Project Summary
Midlife Black women (ages 45-64) have a 69% greater risk of suffering a cardiovascular disease (CVD)
related mortality compared to White women. Among midlife Black women who suffer a myocardial infarction,
10% will die within one year compared to only 5% of White women. Tailored interventions are recommended to
address the stark disparities experienced by midlife Black women. Chronic stress, in particular daily life stress,
contributes to the development of CVD and can impede adoption of healthy lifestyle behaviors associated with
optimal cardiovascular health. Midlife Black women experience multiple competing stressors and have been
identified as an at-risk group for chronic disease and poor health outcomes. The Midlife Black Women’s Stress
and Wellness intervention (B-SWELL) is a culturally tailored, community-based intervention designed to lower
stress and increase CVD risk awareness and the adoption of healthy lifestyle behaviors. The B-SWELL was
deemed feasible in a virtual trial with low attrition and high satisfaction. Outcome trends for B-SWELL
participants were positive but regressed 4 weeks post intervention, suggesting a need for modification.
The purpose of this study is to modify the B-SWELL and increase individualization prior to conducting a
randomized control pilot trial (RCT). Modifications will include 1) the addition of 1:1 coaching during the 8-week
intervention and coaching booster sessions at 10- and 14-weeks post intervention for B-SWELL participants, 2)

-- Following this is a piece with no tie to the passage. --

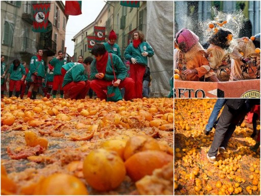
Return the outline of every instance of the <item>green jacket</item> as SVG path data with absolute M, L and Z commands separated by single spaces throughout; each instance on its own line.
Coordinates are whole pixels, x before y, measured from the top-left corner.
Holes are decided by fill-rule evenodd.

offering choice in the mode of delivery (virtual or in person) and receipt (paper binder, tablet, or USB), 3) use of
community facilitators, and 4) development of a training plan for community facilitators. The literature suggests
that individualization is key to reach at-risk populations, such as midlife Black women, and impact the existing
health disparities. Individualization requires insight and knowledge of the needs, beliefs, and experiences of
the targeted population. Community participatory methods were used at each stage of the B-SWELL
development, giving voice to midlife Black women. The proposed RCT will randomize 64 midlife Black women
to either the B-SWELL (n=32) or an attention control (n=32) group. We hypothesize that the modified B-
SWELL participants will have greater self-efficacy, lower perceived stress, higher scores for cardiovascular
health (as measured by the American Heart Association’s Life’s Essential 8 metrics), and sustained outcome
trends compared to control. We expect the modifications will increase sustainability of the B-SWELL by
strengthening ties with the community and minimizing the impact of social determinants of health through
choice, allowing participants to select the mode of delivery and receipt that best fits their needs.
Our immediate goal is to optimize delivery of the B-SWELL and assess the preferences of midlife Black
women, thus increasing our knowledge about tailoring and targeting future interventions or awareness
campaigns for this at-risk subpopulation. Our long-term goal is to establish the B-SWELL as a sustainable
community-based intervention capable of addressing CVD risk in midlife Black women.